As you walk to the front of the room and prepare to speak, everyone’s watching you. And they’re judging you.
Win them over. Make them think you’re a captivating speaker—before you say a word. The way you carry yourself can largely determine whether people decide to listen or tune out. Follow these pointers:
Enter with intent. Stride to the podium with confidence. Walk with intent—don’t shuffle, meander or stop and start as you approach center stage.
Keep your hands free. If you’re carrying a thick binder, people will think, “Uh oh, this looks like a long speech to sit through.” If you must refer to notes, have them set on the lectern beforehand.
Take command. Once you arrive at your spot on the stage, plant both feet and balance your weight so that you stand up straight. Don’t slouch or hunch over the lectern.

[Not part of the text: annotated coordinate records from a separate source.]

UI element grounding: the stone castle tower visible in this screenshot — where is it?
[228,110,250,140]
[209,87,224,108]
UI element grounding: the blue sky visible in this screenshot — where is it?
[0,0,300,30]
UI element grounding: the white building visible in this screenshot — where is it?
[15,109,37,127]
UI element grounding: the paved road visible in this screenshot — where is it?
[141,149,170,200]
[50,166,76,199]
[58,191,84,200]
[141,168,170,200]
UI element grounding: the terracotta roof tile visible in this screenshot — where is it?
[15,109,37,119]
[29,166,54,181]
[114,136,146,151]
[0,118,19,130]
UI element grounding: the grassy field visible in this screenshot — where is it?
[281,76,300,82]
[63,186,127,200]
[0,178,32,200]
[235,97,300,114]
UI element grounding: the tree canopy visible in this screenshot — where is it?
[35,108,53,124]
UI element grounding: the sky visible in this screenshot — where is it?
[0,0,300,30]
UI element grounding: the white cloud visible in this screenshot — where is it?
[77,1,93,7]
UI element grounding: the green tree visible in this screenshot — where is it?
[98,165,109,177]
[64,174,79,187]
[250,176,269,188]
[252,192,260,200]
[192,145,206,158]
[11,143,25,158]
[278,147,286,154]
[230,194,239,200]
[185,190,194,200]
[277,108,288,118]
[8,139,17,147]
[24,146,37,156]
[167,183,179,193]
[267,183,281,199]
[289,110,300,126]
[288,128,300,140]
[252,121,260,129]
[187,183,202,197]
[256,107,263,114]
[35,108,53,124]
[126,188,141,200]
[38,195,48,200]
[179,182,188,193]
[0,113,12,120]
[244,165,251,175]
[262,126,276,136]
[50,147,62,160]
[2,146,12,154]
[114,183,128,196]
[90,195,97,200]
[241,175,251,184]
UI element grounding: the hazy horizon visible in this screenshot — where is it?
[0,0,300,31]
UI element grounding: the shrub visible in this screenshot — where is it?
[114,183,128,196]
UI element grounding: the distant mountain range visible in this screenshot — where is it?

Visually scan the audience. Look at a few people in each quadrant of the room. Smile or at least radiate warmth through your friendly facial expression.
Look down, then up. After you’ve silently greeted the crowd, look down for a few seconds to compose yourself. Double-check your notes. Take a few sips of water. Listen to confirm everyone’s quiet and ready to pay attention.
If you hear whispers among the audience, look at the chatterers. Maintain a pleasant demeanor but lock your eyes on them. They will get the hint and be quiet.
Begin by looking at the back row. Address your first few sentences to the folks farthest from you. This forces you to turn up the volume so your voice fills the room.